Oct. 28, 2015 – At her sentencing hearing for possession of heroin, Courtney Sobonya requested expungement of her criminal record. She was 23 when she was charged with five drug-related crimes, and pleaded guilty to heroin possession.
At the plea and sentencing hearing, the Washington County Circuit Court placed Sobonya on probation for two years and denied her request to expunge her record upon successful completion of her sentence. The court reasoned that the conviction for heroin possession would send a deterrent message that would be undermined if the record were expunged.
Undeterred, Sobonya engaged a sociology professor to prepare a report to analyze the current state of criminal sentences as deterrents. The report concluded that “the public interest and public safety are best served by lowering barriers to reintegration and granting Ms. Sobonya … expungement upon the completion of her sentence.”
While the court concluded that the report was a “new factor,” it still denied Sobonya’s motion, which she then appealed.
A three-judge panel for the District II Court of Appeals, in State v. Sobonya, 2014AP2392-CR (Oct. 21, 2015) agreed with the court’s ultimate decision but wanted to clarify that the professor’s report is not a “new factor” for the purposes of sentence modification.
Presiding Judge Paul F. Reilly, in drafting the panel’s opinion, noted that the court of appeals substantially defers to the trial court in its sentencing decisions, “That court is in a superior position to observe the demeanor of the defendant, weigh the available evidence, and consider the relevant factors. The trial court also possesses the inherent authority to modify criminal sentences.”
Deborah Spanic, Marquette 2004, is a guest writer for the State Bar of Wisconsin. She can be reached by email.
Here the issue is not the court’s discretion in modifying a defendant’s sentence, but rather whether the expert’s report is a “new factor” that warranted sentence modification.

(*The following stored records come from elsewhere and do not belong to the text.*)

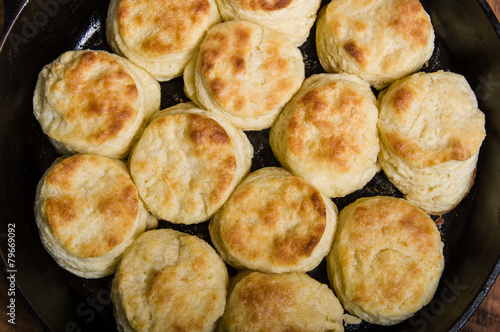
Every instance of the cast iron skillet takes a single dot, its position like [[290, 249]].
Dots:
[[38, 31]]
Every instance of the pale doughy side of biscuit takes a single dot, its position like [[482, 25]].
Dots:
[[187, 163], [380, 41], [169, 281], [88, 212], [277, 302], [386, 260], [274, 222], [164, 42], [94, 102], [431, 131], [292, 18], [245, 73], [436, 189], [328, 135]]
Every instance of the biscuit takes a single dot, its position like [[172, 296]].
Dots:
[[293, 18], [159, 36], [187, 163], [386, 259], [94, 102], [380, 41], [327, 134], [88, 212], [244, 72], [169, 281], [286, 302], [274, 222], [431, 131]]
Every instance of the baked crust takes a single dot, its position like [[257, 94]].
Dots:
[[328, 135], [380, 41], [274, 222], [386, 260]]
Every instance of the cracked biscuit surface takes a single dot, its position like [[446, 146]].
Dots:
[[94, 102], [292, 18], [380, 41], [169, 281], [274, 222], [245, 73], [88, 212], [431, 131], [328, 135], [159, 36], [386, 260], [280, 302], [187, 163]]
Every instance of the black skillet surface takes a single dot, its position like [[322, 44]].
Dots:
[[467, 42]]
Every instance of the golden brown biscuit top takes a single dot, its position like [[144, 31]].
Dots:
[[171, 281], [389, 251], [93, 96], [428, 119], [375, 33], [249, 71], [287, 213], [183, 162], [90, 204], [329, 125], [264, 5], [156, 27], [281, 302]]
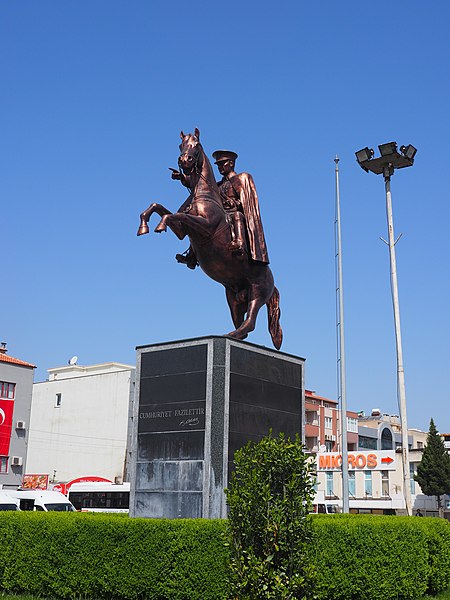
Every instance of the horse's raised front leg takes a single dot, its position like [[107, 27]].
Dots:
[[145, 216], [253, 307], [182, 225]]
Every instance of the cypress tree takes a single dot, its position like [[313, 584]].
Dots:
[[433, 472]]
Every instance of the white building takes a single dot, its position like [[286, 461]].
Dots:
[[79, 422], [375, 471]]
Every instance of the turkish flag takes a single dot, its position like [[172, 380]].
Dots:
[[6, 414]]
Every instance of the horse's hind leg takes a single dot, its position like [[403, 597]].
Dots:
[[237, 308]]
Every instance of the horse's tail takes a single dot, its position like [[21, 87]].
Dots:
[[273, 315]]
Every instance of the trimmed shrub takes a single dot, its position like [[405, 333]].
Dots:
[[270, 533], [370, 557], [103, 556]]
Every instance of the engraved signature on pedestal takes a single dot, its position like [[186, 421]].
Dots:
[[190, 422]]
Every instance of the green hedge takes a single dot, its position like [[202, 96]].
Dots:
[[373, 557], [102, 556], [107, 556]]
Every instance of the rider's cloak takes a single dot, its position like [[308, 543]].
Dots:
[[250, 205]]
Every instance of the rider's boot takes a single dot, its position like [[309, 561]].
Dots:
[[188, 258], [238, 245]]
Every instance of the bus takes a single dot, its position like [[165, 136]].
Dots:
[[41, 500], [99, 496]]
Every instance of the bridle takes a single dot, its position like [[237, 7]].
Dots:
[[195, 167]]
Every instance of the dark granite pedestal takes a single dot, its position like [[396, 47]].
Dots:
[[197, 401]]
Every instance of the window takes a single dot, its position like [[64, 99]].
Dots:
[[352, 483], [329, 446], [352, 424], [7, 390], [367, 443], [385, 483], [3, 464], [386, 440], [329, 491]]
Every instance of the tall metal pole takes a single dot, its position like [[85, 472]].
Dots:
[[401, 392], [342, 394]]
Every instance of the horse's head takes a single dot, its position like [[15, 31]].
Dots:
[[191, 153]]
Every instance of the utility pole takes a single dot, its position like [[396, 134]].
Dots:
[[342, 393]]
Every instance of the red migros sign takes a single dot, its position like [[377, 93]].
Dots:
[[377, 460]]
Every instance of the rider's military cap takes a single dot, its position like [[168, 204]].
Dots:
[[221, 155]]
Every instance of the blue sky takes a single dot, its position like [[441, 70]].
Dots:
[[93, 97]]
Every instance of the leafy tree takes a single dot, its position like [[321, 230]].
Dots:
[[433, 472], [270, 533]]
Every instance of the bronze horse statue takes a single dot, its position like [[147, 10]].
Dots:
[[248, 284]]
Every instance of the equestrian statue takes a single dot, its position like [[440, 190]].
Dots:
[[223, 224]]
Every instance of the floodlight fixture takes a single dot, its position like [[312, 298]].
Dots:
[[388, 149], [364, 154], [389, 160], [408, 151]]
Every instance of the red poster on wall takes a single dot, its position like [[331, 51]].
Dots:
[[6, 414]]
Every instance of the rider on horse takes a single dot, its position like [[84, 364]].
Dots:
[[240, 201]]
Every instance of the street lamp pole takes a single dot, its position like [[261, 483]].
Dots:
[[401, 390], [390, 160], [342, 393]]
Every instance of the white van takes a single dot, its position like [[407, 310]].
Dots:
[[7, 502], [44, 500]]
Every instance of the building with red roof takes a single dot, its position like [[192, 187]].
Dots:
[[16, 386]]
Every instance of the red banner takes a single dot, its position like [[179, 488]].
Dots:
[[35, 482], [6, 414]]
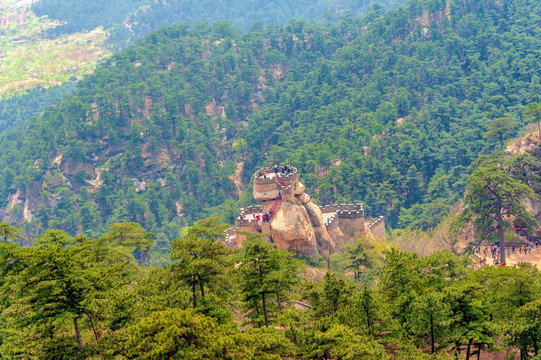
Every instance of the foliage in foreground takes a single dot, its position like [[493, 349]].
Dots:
[[75, 298]]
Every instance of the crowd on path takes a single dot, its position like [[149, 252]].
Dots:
[[511, 250], [279, 170]]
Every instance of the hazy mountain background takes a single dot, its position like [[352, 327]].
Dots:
[[386, 109], [47, 45]]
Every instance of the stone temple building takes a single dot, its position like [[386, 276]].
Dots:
[[288, 218]]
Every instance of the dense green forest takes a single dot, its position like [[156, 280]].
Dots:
[[126, 21], [129, 20], [388, 110], [97, 298]]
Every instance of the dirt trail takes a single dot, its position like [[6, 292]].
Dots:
[[517, 257]]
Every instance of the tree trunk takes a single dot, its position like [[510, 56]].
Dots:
[[265, 309], [432, 336], [201, 287], [78, 334], [501, 235], [279, 302], [194, 293], [468, 350], [263, 300]]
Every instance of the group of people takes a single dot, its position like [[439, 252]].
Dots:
[[284, 169], [495, 251]]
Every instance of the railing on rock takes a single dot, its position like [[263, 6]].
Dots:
[[275, 206], [373, 223]]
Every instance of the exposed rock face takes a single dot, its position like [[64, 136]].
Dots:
[[288, 217], [323, 239], [291, 229]]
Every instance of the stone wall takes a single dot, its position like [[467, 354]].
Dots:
[[230, 239], [377, 227]]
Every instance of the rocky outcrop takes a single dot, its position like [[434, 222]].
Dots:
[[324, 241], [289, 218], [291, 229]]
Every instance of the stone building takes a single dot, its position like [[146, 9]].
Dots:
[[288, 217]]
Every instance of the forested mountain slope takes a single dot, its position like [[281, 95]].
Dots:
[[47, 43], [387, 110]]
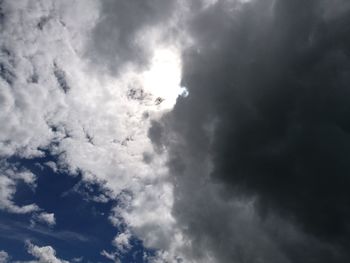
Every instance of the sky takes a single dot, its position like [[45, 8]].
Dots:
[[174, 131]]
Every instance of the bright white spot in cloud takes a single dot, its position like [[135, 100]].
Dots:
[[44, 218], [164, 76]]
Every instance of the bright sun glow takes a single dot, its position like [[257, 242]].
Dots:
[[163, 78]]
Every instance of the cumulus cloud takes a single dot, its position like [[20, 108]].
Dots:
[[10, 175], [44, 218], [250, 165], [4, 257], [258, 151], [44, 254], [55, 99]]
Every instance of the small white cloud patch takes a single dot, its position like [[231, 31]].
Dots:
[[44, 218], [4, 257], [45, 254]]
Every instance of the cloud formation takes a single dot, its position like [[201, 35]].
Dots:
[[250, 166], [44, 254]]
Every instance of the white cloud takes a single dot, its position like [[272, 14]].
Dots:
[[4, 257], [44, 254], [9, 176], [44, 218], [53, 97]]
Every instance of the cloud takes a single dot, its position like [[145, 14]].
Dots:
[[44, 218], [258, 151], [44, 254], [10, 175], [55, 99], [4, 257]]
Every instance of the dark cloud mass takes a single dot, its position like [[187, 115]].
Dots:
[[119, 37], [268, 116]]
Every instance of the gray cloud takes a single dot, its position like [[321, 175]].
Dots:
[[265, 122], [123, 30]]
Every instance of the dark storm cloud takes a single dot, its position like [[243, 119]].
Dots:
[[269, 106], [115, 36]]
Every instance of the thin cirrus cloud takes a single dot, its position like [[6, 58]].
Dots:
[[248, 163]]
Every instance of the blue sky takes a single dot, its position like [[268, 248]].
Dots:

“A ‘new factor’ in the context of sentence modification ‘refers to a fact or set of facts highly relevant to the imposition of sentence, but not known to the trial judge at the time of original sentencing, either because it was not then in existence or because, even though it was then in existence, it was unknowingly overlooked by all the parties,” the panel added.
Sobonya argued that the postsentencing report did not exist at the time of sentencing, its underlying research was unknowingly overlooked by the parties at sentencing, and it is highly relevant because it directly contradicts the court’s belief that granting expungement would harm society.
“The postsentencing report is not a ‘fact or set of facts’ that were not in existence or unknowingly overlooked by the parties … it is an expert’s opinion based on previously known or knowable facts,” the panel noted. “The report simply offers an opinion that is not shared by the trial court and that the court was entitled to accept or disregard as it deemed appropriate.”
In concluding its affirmation of the circuit court’s ultimate decision, the panel summarized that an expert’s report, “… is nothing more than a challenge to the trial court’s discretion and does not constitute a ‘new factor’ for sentence modification purposes.”